Classifying visual content in adverts
 

Aims

This notebook will go through the process of creating a sample for input to a machine learning model. The code is pretty minimal. A good chunk of the notebook is asking questions about the best apporach.

Creating a sample for the period 1850-1950

We have a few questions to consider when sampling:

  • What do we want the model to be able to do well at?
  • Newspaper navigator training data
  • Models on models on models (using outputs from other models)
  • How much time can we put into annotating?

First we import some modules from nnanno and Path from the pathlib from the Python standard library which makes working with paths delightful.

from pathlib import Path
from nnanno.sample import *
from nnanno.annotate import *

We create an nnSampler instance which we can use to creat our sample

sampler = nnSampler()

Choosing paramters for sampling

One of the first decisions we need to make is which paramters we'll use to create our sample.
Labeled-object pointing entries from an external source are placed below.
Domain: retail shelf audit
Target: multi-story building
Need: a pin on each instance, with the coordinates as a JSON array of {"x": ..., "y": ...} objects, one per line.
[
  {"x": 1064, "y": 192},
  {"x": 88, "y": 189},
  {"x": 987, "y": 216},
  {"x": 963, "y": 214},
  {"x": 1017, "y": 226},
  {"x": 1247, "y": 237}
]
We can access the 'population' of the Newspaper Navigator data via population. This returns a Pandas DataFrame containing the number of ads for each year. We can quickly plot this to see the distribution over time

sampler.population[["total", "ads_count"]].plot()
<AxesSubplot:>

We can see that the number of adverts grows over time and drops off sharply. This trend broadly follows the same pattern as the overall dataset.

We have two questions when creating a sample to train a model to classify images of ads as 'visual' or 'not visual':

  • How much to sample?
  • How to sample?

For the first question, we'll create a sample of ~1000 images. Hopefully, this will be a good balance between generating a big enough training dataset and not having to annotate too much. Since we're going to be annotating binary labels, the cognitive load of annotating becomes much lower, which should also help make a higher number of annotations relatively quick to do. Whether this number is enough to train a good classifier will depend on what we're trying to label. There may be a temptation to do all of the annotations initially, but we'll often learn things about our data from training a model, so we may want to try and get to this stage sooner. We can come back to the sampling/annotation step if we need.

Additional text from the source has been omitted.